Blinken juga menekankan bahwa AS, salah satu sekutu terbesar Taiwan, "berkomitmen untuk menjaga perdamaian dan stabilitas lintas selat".
Diplomat terkemuka Amerika itu juga dengan cepat mengatakan bahwa kolaborasi semacam itu harus “melanjutkan hubungan tidak resmi kita yang sudah lama ada” dan “konsisten dengan kebijakan Amerika Satu Tiongkok”.
Berdasarkan kebijakan tersebut, AS mengakui dan memiliki hubungan formal dengan Tiongkok, bukan dengan pulau Taiwan, yang dianggap Tiongkok sebagai provinsi yang memisahkan diri dan akan bersatu dengan Tiongkok daratan suatu hari nanti.
Pernyataan Blinken menuai kritik tajam dari Beijing, yang memandang pernyataan dukungan apa pun terhadap Taiwan memberikan legitimasi kepada kandidat dan partai politik yang dianggapnya sebagai sekelompok separatis yang berharap mengubah Taiwan menjadi negara berdaulat yang merdeka.
Dalam sebuah pernyataan, Kementerian Luar Negeri Tiongkok mengatakan ucapan selamat Blinken melanggar janji AS untuk mempertahankan “hanya hubungan budaya, komersial, dan tidak resmi lainnya” dengan Taiwan.
Mereka menekankan bahwa masalah Taiwan adalah “garis merah pertama yang tidak boleh dilewati dalam hubungan Tiongkok-AS” dan mengatakan mereka telah mengajukan keluhan diplomatik resmi.

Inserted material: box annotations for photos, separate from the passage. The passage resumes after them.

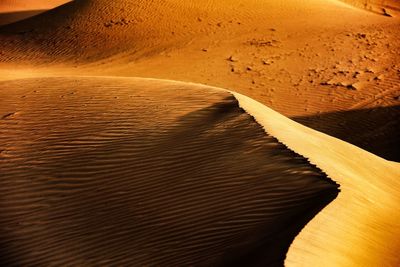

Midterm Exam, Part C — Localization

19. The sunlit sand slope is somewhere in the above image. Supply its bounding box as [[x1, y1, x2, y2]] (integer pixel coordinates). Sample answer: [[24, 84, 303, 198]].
[[0, 0, 69, 26], [0, 0, 71, 13], [0, 78, 338, 266], [0, 0, 400, 161], [342, 0, 400, 16], [234, 93, 400, 266]]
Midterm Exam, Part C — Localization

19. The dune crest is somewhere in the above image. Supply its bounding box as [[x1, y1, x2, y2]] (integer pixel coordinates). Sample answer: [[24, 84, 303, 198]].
[[233, 93, 400, 266], [0, 0, 400, 161]]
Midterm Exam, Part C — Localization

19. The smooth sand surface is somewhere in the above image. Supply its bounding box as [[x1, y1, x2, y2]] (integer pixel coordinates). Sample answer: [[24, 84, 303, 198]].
[[0, 10, 46, 26], [0, 0, 400, 266], [342, 0, 400, 16], [234, 90, 400, 266], [0, 78, 338, 266], [0, 0, 71, 13], [0, 0, 400, 161]]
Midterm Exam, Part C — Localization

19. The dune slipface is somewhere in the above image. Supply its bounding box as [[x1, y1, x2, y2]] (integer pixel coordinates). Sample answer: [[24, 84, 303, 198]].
[[0, 78, 338, 266]]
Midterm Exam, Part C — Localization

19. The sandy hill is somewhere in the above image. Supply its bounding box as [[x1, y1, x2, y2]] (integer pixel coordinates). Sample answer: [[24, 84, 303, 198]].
[[0, 0, 71, 13], [0, 0, 69, 26], [0, 77, 400, 266], [0, 0, 400, 161], [342, 0, 400, 16]]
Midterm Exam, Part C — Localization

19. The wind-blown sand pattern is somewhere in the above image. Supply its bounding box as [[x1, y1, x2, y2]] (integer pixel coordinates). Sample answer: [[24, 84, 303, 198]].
[[0, 0, 400, 267], [0, 78, 338, 266], [0, 0, 400, 161]]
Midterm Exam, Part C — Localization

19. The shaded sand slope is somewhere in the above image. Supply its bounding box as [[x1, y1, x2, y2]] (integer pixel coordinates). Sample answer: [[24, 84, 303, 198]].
[[234, 93, 400, 266], [0, 0, 400, 160], [0, 78, 338, 266], [292, 105, 400, 162]]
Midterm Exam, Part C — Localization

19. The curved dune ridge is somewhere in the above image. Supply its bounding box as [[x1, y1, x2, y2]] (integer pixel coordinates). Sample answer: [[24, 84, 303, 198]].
[[0, 0, 400, 266], [0, 78, 400, 266], [0, 0, 400, 161], [0, 78, 338, 266]]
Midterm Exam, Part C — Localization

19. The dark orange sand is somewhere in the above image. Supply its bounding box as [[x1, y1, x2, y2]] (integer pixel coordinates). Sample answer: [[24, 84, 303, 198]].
[[0, 78, 338, 266]]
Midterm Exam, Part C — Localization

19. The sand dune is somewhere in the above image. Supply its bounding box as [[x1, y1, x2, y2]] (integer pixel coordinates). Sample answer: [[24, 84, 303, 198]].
[[342, 0, 400, 16], [0, 0, 400, 160], [0, 0, 400, 266], [0, 0, 71, 13], [0, 78, 400, 266], [0, 78, 338, 266], [0, 0, 70, 26]]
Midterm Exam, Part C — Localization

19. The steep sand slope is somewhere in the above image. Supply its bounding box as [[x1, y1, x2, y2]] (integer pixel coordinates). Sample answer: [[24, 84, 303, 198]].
[[0, 78, 338, 266], [0, 78, 400, 266], [234, 93, 400, 266], [0, 0, 400, 160]]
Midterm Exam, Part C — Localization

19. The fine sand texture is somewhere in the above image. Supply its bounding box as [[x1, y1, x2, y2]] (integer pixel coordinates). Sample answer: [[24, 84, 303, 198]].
[[342, 0, 400, 17], [0, 78, 338, 266], [0, 77, 400, 266], [0, 10, 46, 26], [0, 0, 71, 13], [0, 0, 400, 161], [0, 0, 400, 267]]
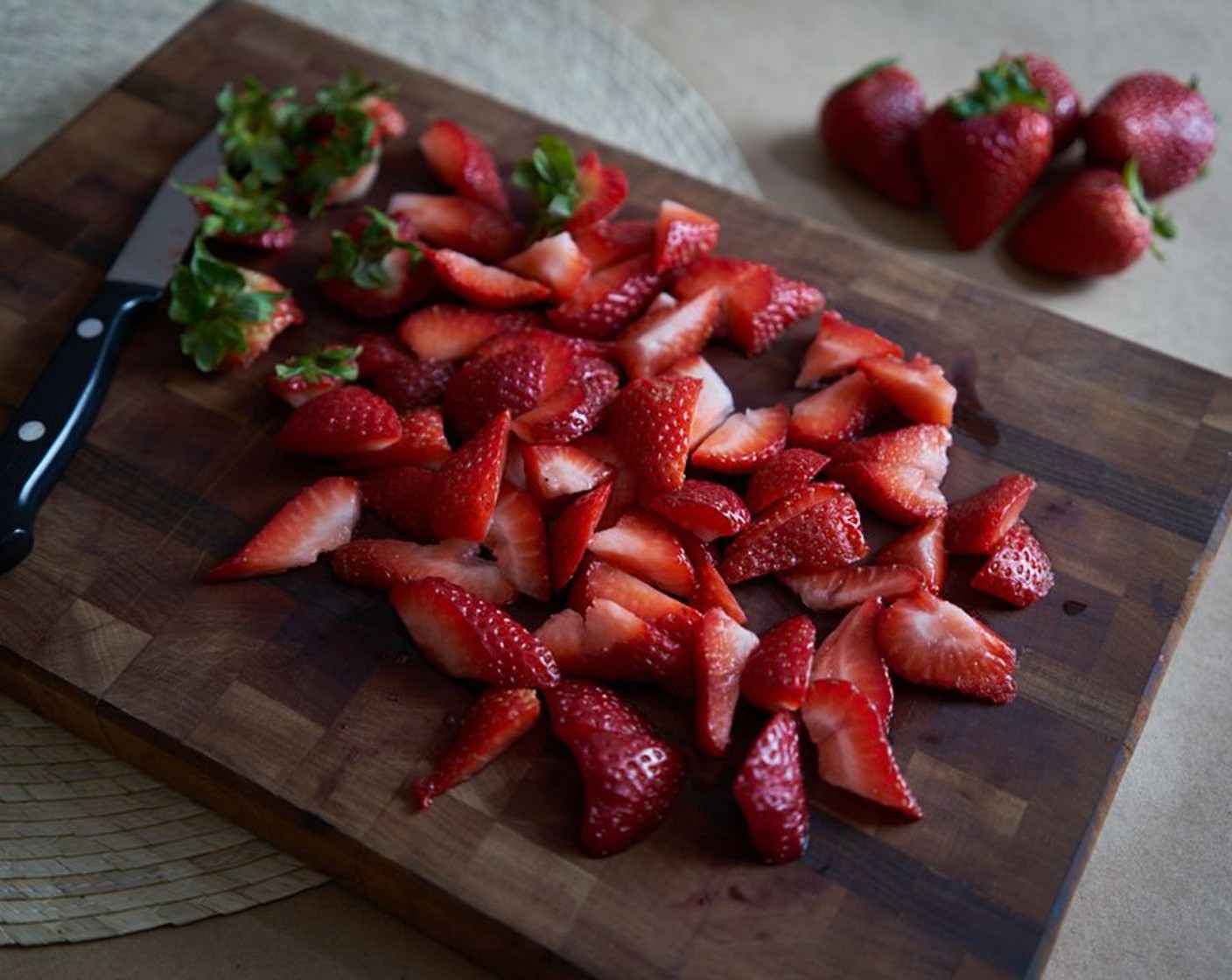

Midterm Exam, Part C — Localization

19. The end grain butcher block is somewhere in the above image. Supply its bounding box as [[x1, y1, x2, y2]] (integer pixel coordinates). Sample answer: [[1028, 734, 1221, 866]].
[[0, 4, 1232, 977]]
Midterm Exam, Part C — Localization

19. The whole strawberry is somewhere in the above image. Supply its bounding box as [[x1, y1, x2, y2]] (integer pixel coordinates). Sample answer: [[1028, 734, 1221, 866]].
[[1006, 160, 1175, 276], [1083, 72, 1216, 197], [920, 60, 1052, 249], [818, 58, 928, 207]]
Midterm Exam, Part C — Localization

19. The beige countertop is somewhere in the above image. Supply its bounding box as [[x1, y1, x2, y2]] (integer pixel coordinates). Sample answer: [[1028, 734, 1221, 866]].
[[0, 0, 1232, 980]]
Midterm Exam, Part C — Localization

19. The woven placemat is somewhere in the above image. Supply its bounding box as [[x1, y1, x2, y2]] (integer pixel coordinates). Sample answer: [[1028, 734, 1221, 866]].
[[0, 0, 758, 946]]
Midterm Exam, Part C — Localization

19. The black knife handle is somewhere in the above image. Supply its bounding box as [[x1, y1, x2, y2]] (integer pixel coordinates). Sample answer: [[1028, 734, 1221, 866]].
[[0, 281, 163, 575]]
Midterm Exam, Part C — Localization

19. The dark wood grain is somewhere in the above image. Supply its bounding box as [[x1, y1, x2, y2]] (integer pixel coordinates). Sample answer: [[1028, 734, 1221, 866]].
[[0, 4, 1232, 977]]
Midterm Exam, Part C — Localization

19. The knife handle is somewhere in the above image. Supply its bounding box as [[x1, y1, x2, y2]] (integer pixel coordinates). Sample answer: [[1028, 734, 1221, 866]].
[[0, 281, 163, 575]]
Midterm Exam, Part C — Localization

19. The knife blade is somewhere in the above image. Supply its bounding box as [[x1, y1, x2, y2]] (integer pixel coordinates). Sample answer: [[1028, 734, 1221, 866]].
[[0, 130, 220, 575]]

“Tiongkok dengan tegas menentang AS melakukan segala bentuk interaksi resmi dengan Taiwan dan mencampuri urusan Taiwan dengan cara apa pun atau dengan dalih apa pun.”
Pernyataan Beijing kemungkinan besar akan menjadi peringatan bagi Washington setelah negara itu mengirimkan delegasi tidak resmi yang terdiri dari mantan pejabat AS untuk mengadakan pembicaraan dengan tokoh politik terkemuka di Taiwan hanya beberapa jam setelah pulau berpemerintahan mandiri itu memilih Lai.

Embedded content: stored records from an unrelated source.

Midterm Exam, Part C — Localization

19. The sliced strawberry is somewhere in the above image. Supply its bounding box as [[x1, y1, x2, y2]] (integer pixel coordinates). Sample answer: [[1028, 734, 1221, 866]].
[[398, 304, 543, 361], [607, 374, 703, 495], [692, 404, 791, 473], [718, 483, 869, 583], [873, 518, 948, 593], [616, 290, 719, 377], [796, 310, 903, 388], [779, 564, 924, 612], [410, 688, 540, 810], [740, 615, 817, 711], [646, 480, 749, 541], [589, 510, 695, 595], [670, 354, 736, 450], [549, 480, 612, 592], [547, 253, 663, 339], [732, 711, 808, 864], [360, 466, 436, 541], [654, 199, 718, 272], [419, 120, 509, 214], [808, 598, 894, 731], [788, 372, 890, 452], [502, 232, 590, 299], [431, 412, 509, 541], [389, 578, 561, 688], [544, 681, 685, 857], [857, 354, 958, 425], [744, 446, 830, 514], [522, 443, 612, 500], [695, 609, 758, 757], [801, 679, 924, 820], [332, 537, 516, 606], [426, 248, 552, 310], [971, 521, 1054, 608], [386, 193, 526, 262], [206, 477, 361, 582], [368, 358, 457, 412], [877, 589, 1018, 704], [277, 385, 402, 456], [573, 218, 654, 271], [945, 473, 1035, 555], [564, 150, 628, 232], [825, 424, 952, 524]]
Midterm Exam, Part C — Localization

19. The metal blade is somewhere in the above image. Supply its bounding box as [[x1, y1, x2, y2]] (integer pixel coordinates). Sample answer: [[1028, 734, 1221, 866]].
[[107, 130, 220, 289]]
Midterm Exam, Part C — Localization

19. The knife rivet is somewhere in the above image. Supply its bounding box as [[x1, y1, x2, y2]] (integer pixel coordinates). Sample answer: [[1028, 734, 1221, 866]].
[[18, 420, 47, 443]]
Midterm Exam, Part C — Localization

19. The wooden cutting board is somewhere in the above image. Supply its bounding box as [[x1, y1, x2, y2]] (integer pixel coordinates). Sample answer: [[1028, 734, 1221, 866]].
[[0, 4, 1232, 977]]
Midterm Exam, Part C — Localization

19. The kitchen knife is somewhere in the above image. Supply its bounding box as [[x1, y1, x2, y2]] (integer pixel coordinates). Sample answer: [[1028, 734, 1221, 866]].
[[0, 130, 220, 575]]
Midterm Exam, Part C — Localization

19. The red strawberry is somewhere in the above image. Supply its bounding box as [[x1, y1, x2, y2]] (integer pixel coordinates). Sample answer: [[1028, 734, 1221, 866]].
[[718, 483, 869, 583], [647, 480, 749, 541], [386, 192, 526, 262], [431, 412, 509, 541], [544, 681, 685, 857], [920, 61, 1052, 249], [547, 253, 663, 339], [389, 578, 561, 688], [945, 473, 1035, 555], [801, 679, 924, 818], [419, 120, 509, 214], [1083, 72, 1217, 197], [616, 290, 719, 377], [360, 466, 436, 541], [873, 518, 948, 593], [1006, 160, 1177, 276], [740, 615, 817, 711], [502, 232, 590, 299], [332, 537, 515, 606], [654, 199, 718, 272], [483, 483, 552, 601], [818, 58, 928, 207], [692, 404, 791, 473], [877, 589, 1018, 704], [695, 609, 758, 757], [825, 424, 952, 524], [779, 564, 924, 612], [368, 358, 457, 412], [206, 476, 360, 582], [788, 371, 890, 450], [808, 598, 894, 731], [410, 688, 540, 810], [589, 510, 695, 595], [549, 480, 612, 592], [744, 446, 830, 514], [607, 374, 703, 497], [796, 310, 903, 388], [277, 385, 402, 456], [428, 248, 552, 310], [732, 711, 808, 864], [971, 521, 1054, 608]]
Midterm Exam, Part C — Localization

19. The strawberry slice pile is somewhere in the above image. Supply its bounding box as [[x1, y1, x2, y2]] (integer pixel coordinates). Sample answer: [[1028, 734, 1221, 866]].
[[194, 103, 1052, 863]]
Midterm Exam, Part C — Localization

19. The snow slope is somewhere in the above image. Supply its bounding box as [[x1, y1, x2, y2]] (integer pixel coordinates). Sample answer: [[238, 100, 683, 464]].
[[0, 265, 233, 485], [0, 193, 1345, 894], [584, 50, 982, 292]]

Negara-negara Barat lainnya, termasuk Inggris, Perancis dan Jerman, mengucapkan selamat kepada pemimpin baru tersebut.
Pemerintah Komunis di Beijing mencerca Partai Progresif Demokratik (DPP) yang mendukung kedaulatan Lai, yang telah memerintah Taiwan selama delapan tahun.
Tiongkok melihat pernyataan dukungan apa pun terhadap DPP sebagai legitimasi bagi para politisi, yang dianggap Beijing sebagai sekelompok separatis yang berharap mengubah Taiwan menjadi negara berdaulat yang independen.